À la manière d’un banc de poissons, ces derniers déambulent sous cette houle blanche, entre ombre et lumière. Au moyen de matériaux pauvres et simples comme le papier et le fil. L’espace ainsi mis en scène par l’atelier scénographique Lucie Lom développe un paysage océanique, fil conducteur du parcours.
À travers un motif graphique inattendu, l’eau, l’exposition met en lumière les planches de 116 artistes internationaux de 1904 à aujourd’hui. Elle valorise également des artistes illustrateurs ayant fait leurs études à la HEAR (Haute École des Arts du Rhin) de Strasbourg.

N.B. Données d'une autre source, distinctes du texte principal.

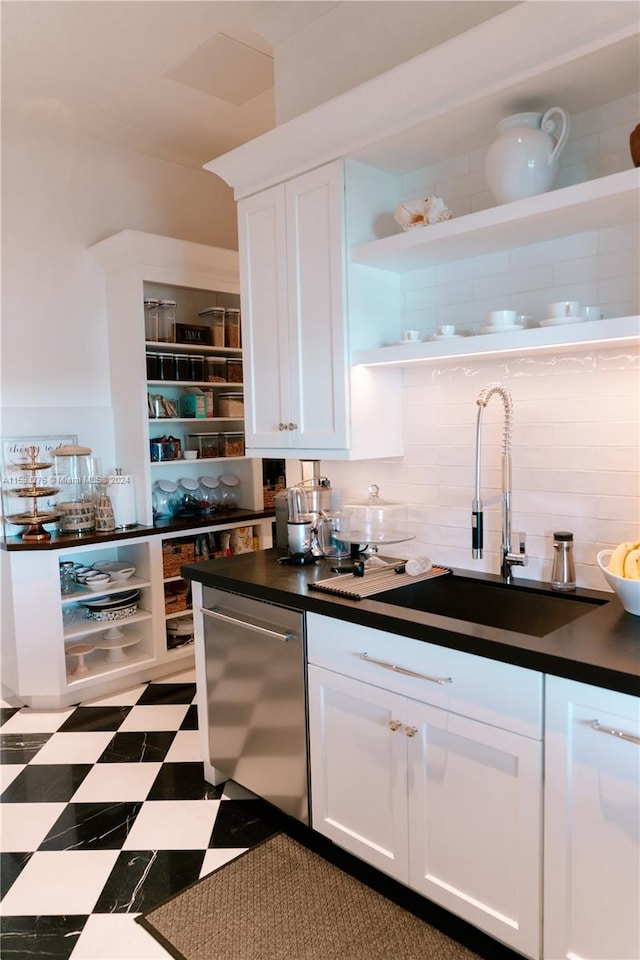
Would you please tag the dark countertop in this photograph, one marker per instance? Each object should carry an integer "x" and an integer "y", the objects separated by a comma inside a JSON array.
[{"x": 601, "y": 648}]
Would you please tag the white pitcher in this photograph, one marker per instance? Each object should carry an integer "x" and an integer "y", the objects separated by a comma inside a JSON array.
[{"x": 523, "y": 161}]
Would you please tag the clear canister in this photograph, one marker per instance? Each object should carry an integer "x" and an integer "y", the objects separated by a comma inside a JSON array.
[
  {"x": 215, "y": 320},
  {"x": 151, "y": 320},
  {"x": 234, "y": 370},
  {"x": 229, "y": 491},
  {"x": 166, "y": 366},
  {"x": 217, "y": 369},
  {"x": 207, "y": 445},
  {"x": 232, "y": 334},
  {"x": 196, "y": 367},
  {"x": 167, "y": 314},
  {"x": 183, "y": 367},
  {"x": 232, "y": 444},
  {"x": 209, "y": 494}
]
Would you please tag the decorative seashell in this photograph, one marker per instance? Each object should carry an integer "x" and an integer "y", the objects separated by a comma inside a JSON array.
[
  {"x": 436, "y": 210},
  {"x": 410, "y": 214},
  {"x": 419, "y": 213}
]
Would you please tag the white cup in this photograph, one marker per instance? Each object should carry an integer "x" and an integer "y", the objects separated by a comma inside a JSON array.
[
  {"x": 563, "y": 309},
  {"x": 501, "y": 318}
]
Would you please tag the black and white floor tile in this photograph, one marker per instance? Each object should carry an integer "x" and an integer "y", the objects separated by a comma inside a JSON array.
[{"x": 104, "y": 814}]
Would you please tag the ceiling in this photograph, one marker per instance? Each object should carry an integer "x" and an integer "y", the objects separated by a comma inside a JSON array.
[{"x": 180, "y": 80}]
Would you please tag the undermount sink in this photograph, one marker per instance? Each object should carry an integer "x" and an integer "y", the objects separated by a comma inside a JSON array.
[{"x": 506, "y": 606}]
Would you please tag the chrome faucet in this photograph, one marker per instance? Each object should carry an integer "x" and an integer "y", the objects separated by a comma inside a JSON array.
[{"x": 508, "y": 558}]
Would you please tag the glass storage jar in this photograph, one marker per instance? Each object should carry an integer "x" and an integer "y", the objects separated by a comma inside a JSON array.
[
  {"x": 167, "y": 314},
  {"x": 164, "y": 499},
  {"x": 229, "y": 491},
  {"x": 183, "y": 367},
  {"x": 209, "y": 494},
  {"x": 151, "y": 315},
  {"x": 215, "y": 320},
  {"x": 217, "y": 369},
  {"x": 232, "y": 444},
  {"x": 232, "y": 335},
  {"x": 207, "y": 445},
  {"x": 196, "y": 367},
  {"x": 234, "y": 370},
  {"x": 166, "y": 366}
]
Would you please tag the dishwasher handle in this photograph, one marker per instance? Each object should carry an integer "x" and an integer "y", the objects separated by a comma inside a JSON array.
[{"x": 247, "y": 625}]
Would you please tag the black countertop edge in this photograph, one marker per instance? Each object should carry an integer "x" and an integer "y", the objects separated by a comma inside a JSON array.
[
  {"x": 64, "y": 541},
  {"x": 601, "y": 648}
]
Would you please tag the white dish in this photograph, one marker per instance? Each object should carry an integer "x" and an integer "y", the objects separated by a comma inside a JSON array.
[
  {"x": 504, "y": 328},
  {"x": 560, "y": 321},
  {"x": 117, "y": 569}
]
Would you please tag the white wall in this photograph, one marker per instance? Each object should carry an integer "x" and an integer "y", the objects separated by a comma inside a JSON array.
[
  {"x": 576, "y": 443},
  {"x": 62, "y": 192}
]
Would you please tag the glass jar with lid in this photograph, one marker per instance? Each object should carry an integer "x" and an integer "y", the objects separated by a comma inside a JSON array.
[
  {"x": 167, "y": 314},
  {"x": 209, "y": 494},
  {"x": 229, "y": 491},
  {"x": 189, "y": 497},
  {"x": 164, "y": 499},
  {"x": 232, "y": 334},
  {"x": 231, "y": 444},
  {"x": 151, "y": 319},
  {"x": 214, "y": 317}
]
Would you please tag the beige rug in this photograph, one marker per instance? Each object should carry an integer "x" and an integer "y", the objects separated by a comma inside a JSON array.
[{"x": 280, "y": 901}]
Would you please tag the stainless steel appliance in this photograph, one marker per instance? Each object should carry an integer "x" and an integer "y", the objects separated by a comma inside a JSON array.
[{"x": 256, "y": 697}]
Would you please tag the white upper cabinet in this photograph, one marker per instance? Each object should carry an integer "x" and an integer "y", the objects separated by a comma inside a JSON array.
[{"x": 299, "y": 395}]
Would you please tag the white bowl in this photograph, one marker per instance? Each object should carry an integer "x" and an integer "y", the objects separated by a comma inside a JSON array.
[{"x": 628, "y": 591}]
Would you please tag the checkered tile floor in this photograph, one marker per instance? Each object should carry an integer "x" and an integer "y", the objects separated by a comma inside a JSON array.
[{"x": 105, "y": 813}]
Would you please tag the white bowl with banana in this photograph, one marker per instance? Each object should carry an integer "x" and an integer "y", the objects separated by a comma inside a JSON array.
[{"x": 621, "y": 569}]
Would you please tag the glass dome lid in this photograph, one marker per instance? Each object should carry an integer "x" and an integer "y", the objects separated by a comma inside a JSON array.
[{"x": 375, "y": 521}]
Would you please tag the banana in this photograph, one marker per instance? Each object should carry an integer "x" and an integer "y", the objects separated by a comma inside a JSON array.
[
  {"x": 632, "y": 564},
  {"x": 616, "y": 562}
]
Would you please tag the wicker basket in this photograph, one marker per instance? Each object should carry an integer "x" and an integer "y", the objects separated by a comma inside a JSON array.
[{"x": 174, "y": 554}]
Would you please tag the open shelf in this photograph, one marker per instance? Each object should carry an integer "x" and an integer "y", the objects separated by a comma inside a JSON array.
[{"x": 586, "y": 206}]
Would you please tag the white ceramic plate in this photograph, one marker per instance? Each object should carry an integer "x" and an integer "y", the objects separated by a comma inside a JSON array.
[{"x": 560, "y": 321}]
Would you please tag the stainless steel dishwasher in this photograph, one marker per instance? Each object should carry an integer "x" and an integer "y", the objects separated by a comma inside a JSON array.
[{"x": 256, "y": 697}]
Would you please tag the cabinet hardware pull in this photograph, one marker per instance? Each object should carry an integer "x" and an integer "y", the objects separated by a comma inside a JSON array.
[
  {"x": 621, "y": 734},
  {"x": 247, "y": 625},
  {"x": 404, "y": 671}
]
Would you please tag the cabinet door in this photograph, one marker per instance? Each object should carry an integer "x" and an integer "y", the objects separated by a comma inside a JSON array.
[
  {"x": 475, "y": 801},
  {"x": 592, "y": 823},
  {"x": 318, "y": 356},
  {"x": 358, "y": 769},
  {"x": 263, "y": 285}
]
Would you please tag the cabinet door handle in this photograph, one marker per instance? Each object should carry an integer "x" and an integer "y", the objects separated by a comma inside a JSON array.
[
  {"x": 403, "y": 670},
  {"x": 621, "y": 734},
  {"x": 247, "y": 625}
]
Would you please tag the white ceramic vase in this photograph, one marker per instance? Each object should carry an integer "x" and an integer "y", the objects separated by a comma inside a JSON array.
[{"x": 523, "y": 161}]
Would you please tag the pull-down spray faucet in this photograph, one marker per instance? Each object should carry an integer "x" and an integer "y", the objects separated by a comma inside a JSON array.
[{"x": 508, "y": 558}]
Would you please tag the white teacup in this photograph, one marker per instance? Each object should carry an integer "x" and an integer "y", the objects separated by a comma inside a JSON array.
[
  {"x": 501, "y": 318},
  {"x": 563, "y": 309}
]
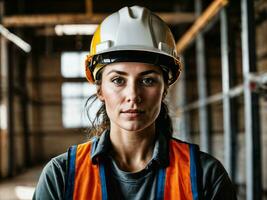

Les productions de ces derniers sont présentées en deux temps, en ouverture du parcours, dans la partie consacrée à l’environnement, puis dans la dernière dédiée à la relation de l’Homme avec l’eau. Parmi ces illustrateurs émergents, Lisa Blumen, Maël Escot et Mathias Martinez ont bénéficié d’une résidence à la Fondation située à Wattwiller pour travailler sur la thématique de l’exposition.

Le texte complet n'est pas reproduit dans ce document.